Девушка смотрит на них неотрывно и каменно, словно надеется, что все это ей мерещится. Наверное, именно такого взгляда удостаиваются все жертвы василисков в последние мгновения своей жизни.
Немец реагирует мгновенно и вполне предсказуемо – воровато сжавшись, он пытается вскочить на ноги, рывком разрывая объятия; рука парнишки застревает в их с Дэном одежде не хуже, чем в охотничьем капкане.
В свою очередь, Дэн обхватывает Петера за плечи, забавно подминая его под себя, готовясь героически прикрывать рейвенкловца собственным телом.
Лотта направляет волшебную палочку на младшего из Шлафлосов, её руки дрожат, а губы искривились в тонкую линию. Она переводит палочку с парнишки на шторку над их с Даниэлем головой, на пол, им за спину, движения рыжей абсолютно хаотичны, порывисты. Ею двигает обида. Разочарование.
В конце концов, пальцы прекращают слушаться хаффлпаффку, и палочка летит на пол; глаза Пеппи наполнены слезами, крупные капли, срываясь с длинных ресниц, падают на щеки.
И все это происходит в полнейшей тишине.
Взглядом Петер упирается в плечо Дэна, не в силах посмотреть на подругу. К горлу подступает удушливый, колючий ком, поэтому юноша закусывает губу, стараясь сдержаться. Его колотит не хуже незваной гости, еще не спавшее возбуждение и ужас, банальный животный ужас, смешиваются в причудливый коктейль; ему невыносимо страшно представить, что сделает брат, когда узнает обо всем об этом. А то, что Артур узнает, уже вопрос времени, а не вероятности.

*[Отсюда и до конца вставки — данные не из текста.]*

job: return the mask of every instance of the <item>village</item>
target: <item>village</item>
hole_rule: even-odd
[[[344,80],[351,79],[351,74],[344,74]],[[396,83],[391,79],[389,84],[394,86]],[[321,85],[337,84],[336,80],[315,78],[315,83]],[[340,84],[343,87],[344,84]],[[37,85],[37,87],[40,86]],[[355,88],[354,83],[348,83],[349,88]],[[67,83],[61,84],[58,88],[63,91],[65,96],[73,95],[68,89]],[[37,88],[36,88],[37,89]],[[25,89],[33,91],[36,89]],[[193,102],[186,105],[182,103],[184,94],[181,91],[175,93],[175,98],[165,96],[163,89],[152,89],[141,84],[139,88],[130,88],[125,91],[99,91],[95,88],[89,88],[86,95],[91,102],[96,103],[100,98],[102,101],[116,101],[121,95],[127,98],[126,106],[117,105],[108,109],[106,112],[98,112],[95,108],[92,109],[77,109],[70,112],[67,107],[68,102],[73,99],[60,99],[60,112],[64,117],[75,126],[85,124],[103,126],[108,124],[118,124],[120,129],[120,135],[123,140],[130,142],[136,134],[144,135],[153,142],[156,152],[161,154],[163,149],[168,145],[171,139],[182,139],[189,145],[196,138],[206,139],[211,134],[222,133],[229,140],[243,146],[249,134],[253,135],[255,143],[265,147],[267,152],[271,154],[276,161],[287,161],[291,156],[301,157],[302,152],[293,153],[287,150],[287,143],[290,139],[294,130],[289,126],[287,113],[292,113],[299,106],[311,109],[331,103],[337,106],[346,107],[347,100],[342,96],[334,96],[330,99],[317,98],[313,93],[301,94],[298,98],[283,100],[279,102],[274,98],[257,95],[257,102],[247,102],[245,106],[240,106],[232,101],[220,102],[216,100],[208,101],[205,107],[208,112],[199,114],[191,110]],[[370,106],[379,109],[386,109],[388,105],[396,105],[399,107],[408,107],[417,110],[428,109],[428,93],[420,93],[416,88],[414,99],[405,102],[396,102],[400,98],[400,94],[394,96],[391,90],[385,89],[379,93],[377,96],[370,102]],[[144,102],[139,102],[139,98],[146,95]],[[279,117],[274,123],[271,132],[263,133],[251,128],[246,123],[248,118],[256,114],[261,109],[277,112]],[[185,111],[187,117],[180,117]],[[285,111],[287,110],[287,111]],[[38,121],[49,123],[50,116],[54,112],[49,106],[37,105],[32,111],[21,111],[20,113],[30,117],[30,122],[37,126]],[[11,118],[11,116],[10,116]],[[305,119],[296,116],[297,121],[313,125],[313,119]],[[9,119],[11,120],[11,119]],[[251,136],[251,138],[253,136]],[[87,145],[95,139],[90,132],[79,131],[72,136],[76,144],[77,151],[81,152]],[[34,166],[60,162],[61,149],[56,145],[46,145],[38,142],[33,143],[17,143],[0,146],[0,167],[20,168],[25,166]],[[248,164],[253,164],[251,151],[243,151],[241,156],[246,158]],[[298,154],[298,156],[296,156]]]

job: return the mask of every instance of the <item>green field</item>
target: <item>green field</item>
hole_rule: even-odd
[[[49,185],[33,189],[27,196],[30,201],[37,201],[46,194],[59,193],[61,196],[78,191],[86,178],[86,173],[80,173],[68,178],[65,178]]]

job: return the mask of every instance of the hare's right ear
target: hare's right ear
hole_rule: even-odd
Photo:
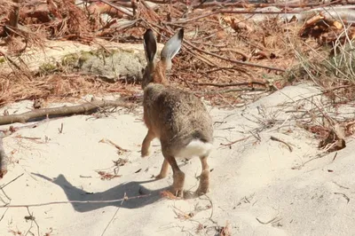
[[[156,40],[153,30],[148,28],[144,35],[144,47],[146,61],[153,62],[156,54]]]
[[[171,59],[175,57],[175,55],[177,55],[177,53],[181,48],[181,44],[183,43],[183,39],[184,39],[184,28],[180,28],[165,43],[165,46],[162,48],[161,52],[161,59],[167,62],[168,64],[171,63]]]

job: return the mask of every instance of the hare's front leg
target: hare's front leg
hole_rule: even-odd
[[[146,135],[145,139],[143,140],[142,143],[142,149],[141,149],[141,155],[142,157],[146,157],[149,155],[149,148],[150,148],[150,143],[152,140],[155,138],[155,135],[153,131],[148,130],[148,132]]]
[[[164,156],[165,160],[170,164],[172,168],[172,177],[174,182],[172,184],[173,193],[177,197],[184,196],[184,182],[185,182],[185,174],[178,168],[177,161],[174,156]]]
[[[202,165],[202,171],[200,176],[200,185],[196,191],[198,195],[203,195],[209,192],[209,167],[207,163],[207,156],[200,157],[201,163]]]

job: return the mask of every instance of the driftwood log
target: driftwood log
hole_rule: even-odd
[[[25,123],[33,119],[46,118],[51,116],[65,116],[77,114],[91,114],[100,108],[109,107],[132,107],[135,105],[122,100],[98,100],[87,102],[82,105],[67,106],[63,106],[54,108],[43,108],[32,110],[20,114],[11,114],[0,116],[0,125],[11,124],[14,122]]]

Лонгстокинг поднимает свою палочку, а затем, резко развернувшись, убегает. Не сказав ни слова.
Либшер смотрит ей в след, беззвучно открывая рот, и в этот момент он похож на большую и крайне удивленную рыбу.
Перед глазами немца снуют образы: разозленный Артур ударяет кулаком о стол, да так, что толстенные книги по числомагии со свистом подскакивают; сестры воротят нос, разворачиваясь и уходя прочь так же стремительно, как Пеппи; студенты в мантиях, синих, зеленых, красных и желтых, они все шушукаются за спиной, кивая в их с Дэном сторону.
Проходит несколько минут, прежде чем Петер выходит из ступора.
- Пусти, - ком в горле никуда не пропадает, ровно так же, как и стояк. Парень пытается отстраниться, объятия Даниэля становятся удушливыми.
Нужно уходить. Уходить, пока мы, - рейвенкловец дергается, но его попросту не отпускают, – пока я не натворил еще больших глупостей. Нужно успеть перехватить Артура.
Нужно.
- Останься, - Уходить. Нужно уходить. Эта мысль, единственная, панически пульсирует в голове. – Питер, пожалуйста.
Нельзя.
Петер старается не встречаться взглядом с Дэном, но чех не намерен уступать. Объятия хаффлпаффца удушливо плотные, от его тела все еще исходит тот особы жар, его губы все так же манят. Шлафлос пытается абстрагироваться от ситуации, успокоится. Он вдыхает полной грудью, усердно сверля взглядом буро-серую каменную, как и все в этом замке, стену, силясь прийти в себя; пальцы Даниэля касаются его шеи и внизу живота что-то предательски тянет. Хочется потереться об эту ладонь, ставшую родной за считанные минуты, щекой, прижаться и забыться.
Но нельзя. Либшер поворачивает его лицом к себе и пытливо смотрит.
- Если ты и правда хочешь уйти, то я отпущу, - немец беззвучно хмыкает. Дэн сейчас настолько наигранно серьезен, что парень готов поцеловать его, лишь бы тот перестал кривляться. – Но только если ты хочешь, а не потому, что так надо.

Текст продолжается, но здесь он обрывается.